In essence, the public policy concern is that the employed physician might not be able to exercise independent medical judgment regarding patient diagnosis and treatment. While this may seem like a relatively simple concept, it is quite complicated, in part because each state has differing laws, regulations, administrative rulings, and court opinions addressing the subject. Over 30 states maintain varying restrictions on the corporate practice of medicine.1
For example, some states merely bar individuals who do not have a medical license from employing physicians or splitting fees with licensed physicians. Other states, including New York and California, have a general ban on the corporate practice of medicine but have exceptions for professional corporations that are physician owned, teaching hospitals, and HMOs.2 States such as Michigan and Texas authorize certain hospitals to employ physicians. However, Michigan only allows not-for-profit hospitals to employ physicians, prohibiting for-profit entities from doing so.3 Notably, Tennessee bans a hospital and its affiliates from employing radiologists, except at research hospitals.4 Further, some states permit hospitals to employ physicians for inpatient treatment, but not for outpatient treatment. States such as New York and California also regulate financial incentives for physician services through fee-splitting laws.5
Do corporate practice laws preserve independent medical decisions by radiologists and lead to better patient care? Or do they reflect outdated care-delivery ideas that prevent physicians from collaborating more effectively with health systems? There is no evidence to support either position convincingly. Regardless, ACR members should understand why these laws matter.

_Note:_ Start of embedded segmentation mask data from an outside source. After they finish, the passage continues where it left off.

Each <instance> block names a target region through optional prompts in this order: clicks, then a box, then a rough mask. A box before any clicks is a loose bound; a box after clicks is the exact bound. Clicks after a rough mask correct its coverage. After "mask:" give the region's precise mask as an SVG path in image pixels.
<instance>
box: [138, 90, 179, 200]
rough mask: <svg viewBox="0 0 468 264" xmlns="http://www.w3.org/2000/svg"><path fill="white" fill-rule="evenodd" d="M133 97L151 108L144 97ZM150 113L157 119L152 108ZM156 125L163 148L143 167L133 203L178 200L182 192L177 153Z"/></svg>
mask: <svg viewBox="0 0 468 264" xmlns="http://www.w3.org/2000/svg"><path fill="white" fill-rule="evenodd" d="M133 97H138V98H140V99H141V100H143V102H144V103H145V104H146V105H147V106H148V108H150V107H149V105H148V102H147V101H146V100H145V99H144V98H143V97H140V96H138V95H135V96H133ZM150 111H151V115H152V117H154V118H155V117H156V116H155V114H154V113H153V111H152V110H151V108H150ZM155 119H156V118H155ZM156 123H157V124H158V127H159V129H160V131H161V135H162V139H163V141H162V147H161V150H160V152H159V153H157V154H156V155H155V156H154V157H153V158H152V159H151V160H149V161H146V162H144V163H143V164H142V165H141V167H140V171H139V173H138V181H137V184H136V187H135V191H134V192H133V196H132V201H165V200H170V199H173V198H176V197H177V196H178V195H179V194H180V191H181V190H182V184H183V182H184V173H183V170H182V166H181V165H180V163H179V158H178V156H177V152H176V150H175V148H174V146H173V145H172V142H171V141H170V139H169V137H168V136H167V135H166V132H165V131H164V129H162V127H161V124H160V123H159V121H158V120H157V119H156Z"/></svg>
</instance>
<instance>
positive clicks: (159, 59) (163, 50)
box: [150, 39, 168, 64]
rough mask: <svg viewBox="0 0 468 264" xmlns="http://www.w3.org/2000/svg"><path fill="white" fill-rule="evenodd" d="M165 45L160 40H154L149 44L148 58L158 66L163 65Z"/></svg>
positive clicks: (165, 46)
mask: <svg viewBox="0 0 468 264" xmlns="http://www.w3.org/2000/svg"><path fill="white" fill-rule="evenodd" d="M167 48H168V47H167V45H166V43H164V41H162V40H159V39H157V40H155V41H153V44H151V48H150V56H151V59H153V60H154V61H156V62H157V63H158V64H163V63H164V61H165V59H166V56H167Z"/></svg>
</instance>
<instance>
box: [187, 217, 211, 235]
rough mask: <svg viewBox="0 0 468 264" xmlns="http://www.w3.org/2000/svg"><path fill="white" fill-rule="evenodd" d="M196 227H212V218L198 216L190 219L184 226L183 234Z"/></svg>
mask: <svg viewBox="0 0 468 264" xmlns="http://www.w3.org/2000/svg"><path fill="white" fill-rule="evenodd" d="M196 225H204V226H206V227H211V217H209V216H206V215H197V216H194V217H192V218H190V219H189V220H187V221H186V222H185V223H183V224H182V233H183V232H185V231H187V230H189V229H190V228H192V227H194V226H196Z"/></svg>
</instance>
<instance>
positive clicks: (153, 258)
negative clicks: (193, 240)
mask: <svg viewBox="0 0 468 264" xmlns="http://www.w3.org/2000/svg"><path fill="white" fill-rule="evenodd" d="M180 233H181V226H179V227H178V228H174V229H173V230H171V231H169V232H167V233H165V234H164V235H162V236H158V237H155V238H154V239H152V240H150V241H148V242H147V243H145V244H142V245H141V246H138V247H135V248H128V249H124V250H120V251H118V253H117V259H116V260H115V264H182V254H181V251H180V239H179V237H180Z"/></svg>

Corporate practice statutes may affect whether and how radiologists position themselves in legal structures with other physicians and health systems.6 ACR members who evaluate and negotiate an alternative payment model such as an accountable care organization have to address corporate practice issues, among other state law matters.
Additionally, corporate practice laws can affect contracts between radiologists and third-party insurers. Some payers have tried to recoup payments made to physicians or refused to pay for medical care, contending that the contract is unenforceable because it violates a state’s corporate practice ban.7 Yet some courts have rejected that argument.
A Minnesota federal court ruled that State Farm could not avoid making further payments to a mobile MRI provider. The provider had contracted with radiologists who were employed by a reading service company to interpret MRI studies.8 State Farm argued that it should not have to pay the provider once it sent the studies to the radiologists because the provider violated Minnesota’s corporate practice law. However, the court ruled that the mobile MRI provider, a lay-operated entity, did not violate the state’s corporate practice law as it communicated directly with patients’ physicians by sending imaging studies and the reading company’s interpretations.
Finally, the emergence of medical management companies that sell services to physician practices has raised concerns that these companies are actually an end run around corporate practice bans. At the very least, management companies that offer services at below fair market value raise the possibility that such pricing would provide more income to the physicians and thus impair their professional judgment in medical decision-making. Recently, the AMA has addressed attempts by hospitals, medical management companies, and others to obtain legislation that would preempt state corporate practice laws. AMA policy effective since 1991 states, “The AMA vigorously opposes any effort to pass federal legislation preempting state laws prohibiting the corporate practice of medicine.”9
We have described in a prior column how the integration trend has influenced, voluntarily or not, many members and their groups.10 These groups may provide opportunities to practice more effective and efficient care. However, corporate practice laws mean that you must continue to exercise due diligence when considering various arrangements. Check applicable corporate practice laws, medical boards, and attorney general opinions in your state.